For one reason or another, last night I was partially replicating a paper by Beaver, McNichols, and Nelson (2007). I pulled together some code in R that draws on my PostgreSQL database, produces some summary statistics like those in the paper, produces a histogram and does a little statistical inference. Total runtime: around 9 seconds. Pretty fast.
Anyway, I discovered this morning that there is already SAS code out there to do much of this using WRDS. Just for comparison, I pulled out just part of the data step and got it running on the WRDS server.
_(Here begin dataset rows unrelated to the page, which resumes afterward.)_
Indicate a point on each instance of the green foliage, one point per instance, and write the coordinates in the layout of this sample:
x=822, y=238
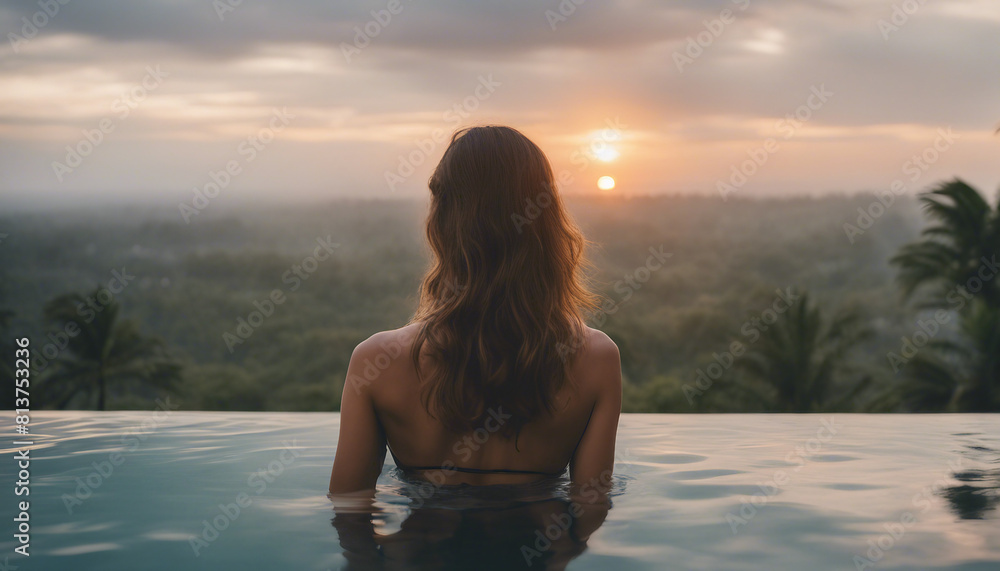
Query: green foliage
x=954, y=265
x=800, y=364
x=194, y=283
x=102, y=356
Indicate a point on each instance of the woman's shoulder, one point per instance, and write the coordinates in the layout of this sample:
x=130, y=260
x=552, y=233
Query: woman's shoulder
x=598, y=363
x=389, y=344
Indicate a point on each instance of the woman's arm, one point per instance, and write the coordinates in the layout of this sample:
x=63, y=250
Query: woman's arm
x=361, y=445
x=594, y=459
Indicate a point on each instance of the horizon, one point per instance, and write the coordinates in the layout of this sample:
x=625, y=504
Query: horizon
x=106, y=104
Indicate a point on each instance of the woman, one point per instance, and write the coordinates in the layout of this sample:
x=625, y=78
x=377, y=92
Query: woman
x=496, y=380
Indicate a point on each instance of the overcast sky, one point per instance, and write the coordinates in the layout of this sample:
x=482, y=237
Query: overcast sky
x=171, y=90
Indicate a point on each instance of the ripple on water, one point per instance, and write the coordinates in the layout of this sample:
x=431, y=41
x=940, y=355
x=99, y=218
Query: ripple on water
x=86, y=548
x=677, y=458
x=852, y=487
x=703, y=474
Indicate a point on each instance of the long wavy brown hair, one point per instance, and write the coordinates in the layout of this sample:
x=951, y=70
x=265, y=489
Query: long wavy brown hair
x=502, y=306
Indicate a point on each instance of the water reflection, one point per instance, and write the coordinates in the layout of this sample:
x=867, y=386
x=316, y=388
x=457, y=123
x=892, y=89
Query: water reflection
x=458, y=531
x=979, y=492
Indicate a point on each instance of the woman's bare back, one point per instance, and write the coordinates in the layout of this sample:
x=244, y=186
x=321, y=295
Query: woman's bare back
x=579, y=433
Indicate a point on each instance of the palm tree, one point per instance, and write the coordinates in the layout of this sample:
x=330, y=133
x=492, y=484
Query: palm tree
x=954, y=257
x=800, y=360
x=107, y=354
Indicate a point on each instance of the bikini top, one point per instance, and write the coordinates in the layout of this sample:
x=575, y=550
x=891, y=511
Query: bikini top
x=406, y=468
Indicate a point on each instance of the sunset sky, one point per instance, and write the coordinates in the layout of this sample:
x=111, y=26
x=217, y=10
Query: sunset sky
x=170, y=91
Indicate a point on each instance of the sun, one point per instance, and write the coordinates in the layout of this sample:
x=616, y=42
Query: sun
x=607, y=153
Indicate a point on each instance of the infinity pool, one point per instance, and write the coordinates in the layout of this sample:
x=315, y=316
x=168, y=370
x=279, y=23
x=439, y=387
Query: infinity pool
x=136, y=491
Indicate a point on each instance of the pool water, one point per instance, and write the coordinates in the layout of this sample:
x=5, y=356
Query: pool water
x=191, y=490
Run time: 23 minutes. Big difference.
Then I noticed more straightforward code to replicate Richardson, Sloan, Soliman, and Tuna (2005). I ran this code on WRDS:
proc sql; create table comp1 as select gvkey, datadate, ACT, CHE, LCT, DLC, AT, IVAO, LT, DLTT, IVST, DLC, PSTK, OIADP from comp.funda where INDFMT='INDL'and DATAFMT='STD'and POPSRC='D' and CONSOL='C' and 1962 <= year(datadate) <= 2001 and missing(AT)=0 and missing(CHE)=0 and missing(ACT)=0 and missing(LCT)=0 and missing(SALE)=0 and missing(LT)=0 and missing(OIADP)=0 and prcc_f > 1; quit;
NOTE: PROCEDURE SQL used (Total process time): real time 33.87 seconds cpu time 10.05 seconds
Now, a little tweaking of the SQL gives me code I can run in PostgreSQL:
CREATE TABLE comp1 AS SELECT gvkey, datadate, act, che, lct, at, ivao, lt, dltt, ivst, dlc, pstk, oiadp FROM comp.funda WHERE indfmt='INDL' AND datafmt='STD' AND popsrc='D' and consol='C' AND EXTRACT(YEAR FROM datadate) BETWEEN 1962 AND 2001 AND at IS NOT NULL and che IS NOT NULL AND act IS NOT NULL AND LCT IS NOT NULL AND sale IS NOT NULL and lt IS NOT NULL AND oiadp IS NOT NULL AND prcc_f > 1;
Runtime data: 2.27 seconds. I also did a version that used the RPostgreSQL package to pull the data into R:
> system.time(source("~/Dropbox/rsst.R")) user system elapsed 0.940 0.120 3.242
Not as big of a difference (a mere ten-or-so times), but still pretty impressive.